# Why is compositional data not analyzed using anova?

Compositional data looks like this: $[p_1, ...., p_n]$ where $\sum p_i = 1$.

My question is, I know that we can analyze this using log-ratio analysis but ...

Why not just use anova? Take each of the $n$ components, and use them as factors. So each data row is turned into $n$ rows, with response $p_1, ...., p_n$, and the actual component is then a factor.

For example, if we have % of wage spent on milk, bread, and butter, then instead of treating [20%, 10%, 70 %] as a response, we can treat 20% as a "percent money spent on item", where "item" is the factor, here milk.

Then if the mean for milk is higher or lower, it tells us how much we spend on it compared to other items.

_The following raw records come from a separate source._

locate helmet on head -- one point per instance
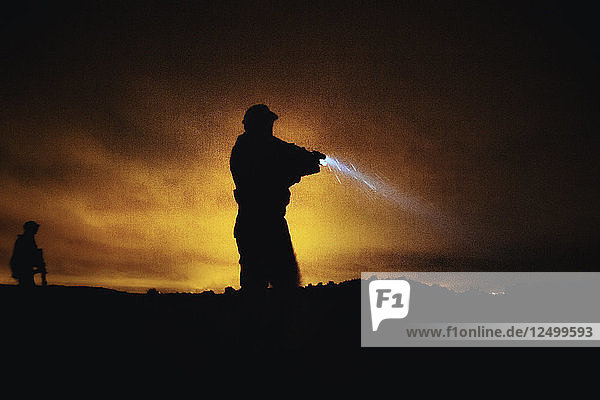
(259, 113)
(30, 225)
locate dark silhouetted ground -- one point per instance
(97, 320)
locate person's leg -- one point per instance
(252, 266)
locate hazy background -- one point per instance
(117, 121)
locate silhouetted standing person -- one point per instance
(27, 258)
(263, 169)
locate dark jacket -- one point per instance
(263, 169)
(26, 255)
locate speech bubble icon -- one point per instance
(389, 300)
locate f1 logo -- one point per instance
(389, 299)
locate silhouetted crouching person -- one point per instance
(27, 258)
(263, 168)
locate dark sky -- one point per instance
(117, 121)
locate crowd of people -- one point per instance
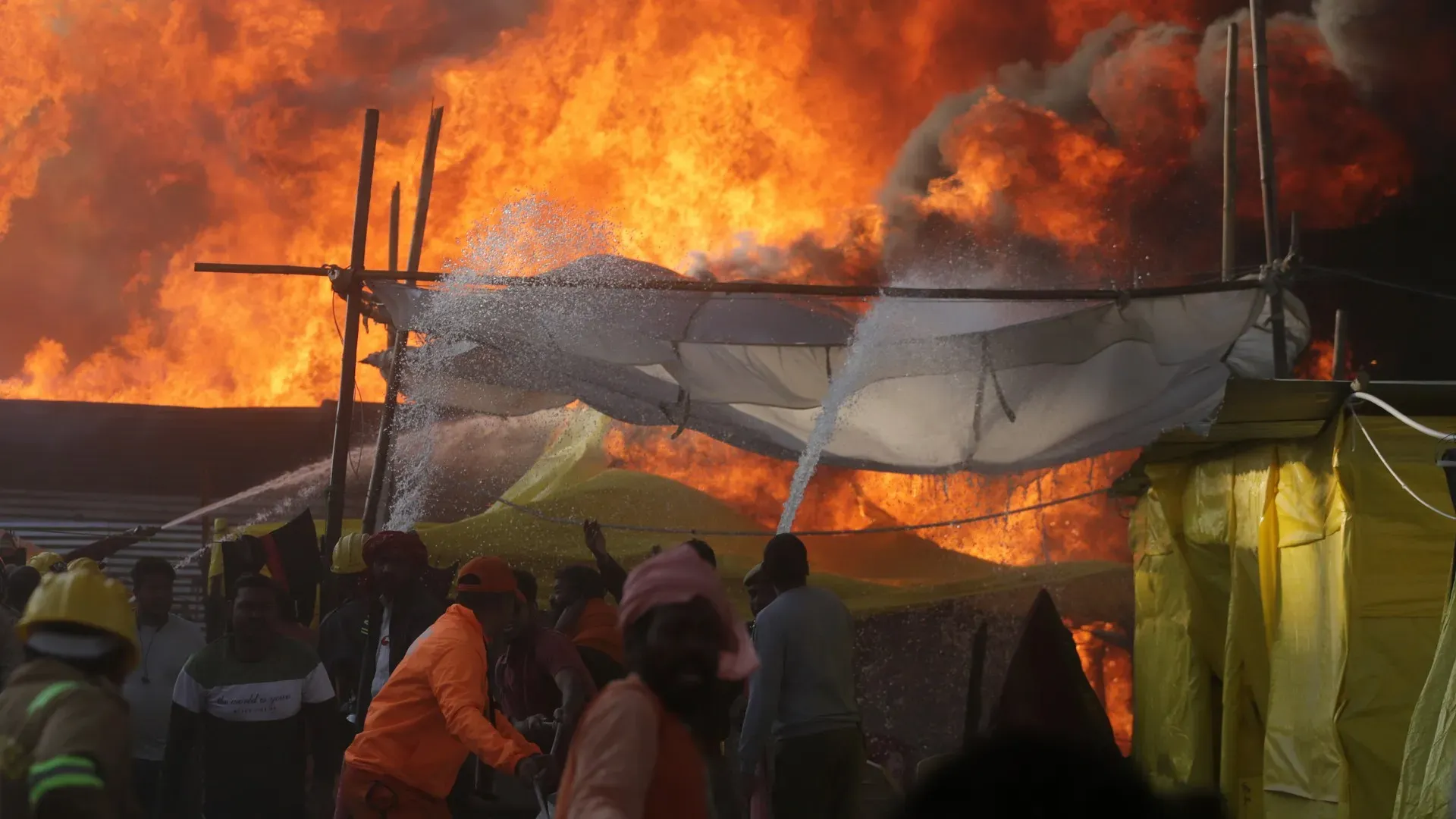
(629, 695)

• Considering the case $n=2$ makes it clear something's wrong compared to the usual ANOVA situation: your data would be perfectly redundant.
– whuber
Mar 28 '17 at 17:01
• You have the following reference idescat.cat/sort/sort392/39.2.4.martin-etal.pdf were they show how to perform Manova analysis for compositional data. In essence, it is a Manova analysis using a well defined distance on the Simplex. Mar 31 '17 at 12:36

The problem is that the original proportional data exists in the simplex which is a constrained non-orthogonal geometric space. Standard anova models do not do well with such constrained data. For example, the resulting model would give non-zero probability mass to a datapoint where $\sum p_i > 1$ or where $p_i < 0$. This does not make any sense and can lead to some nasty and spurious conclusions if used.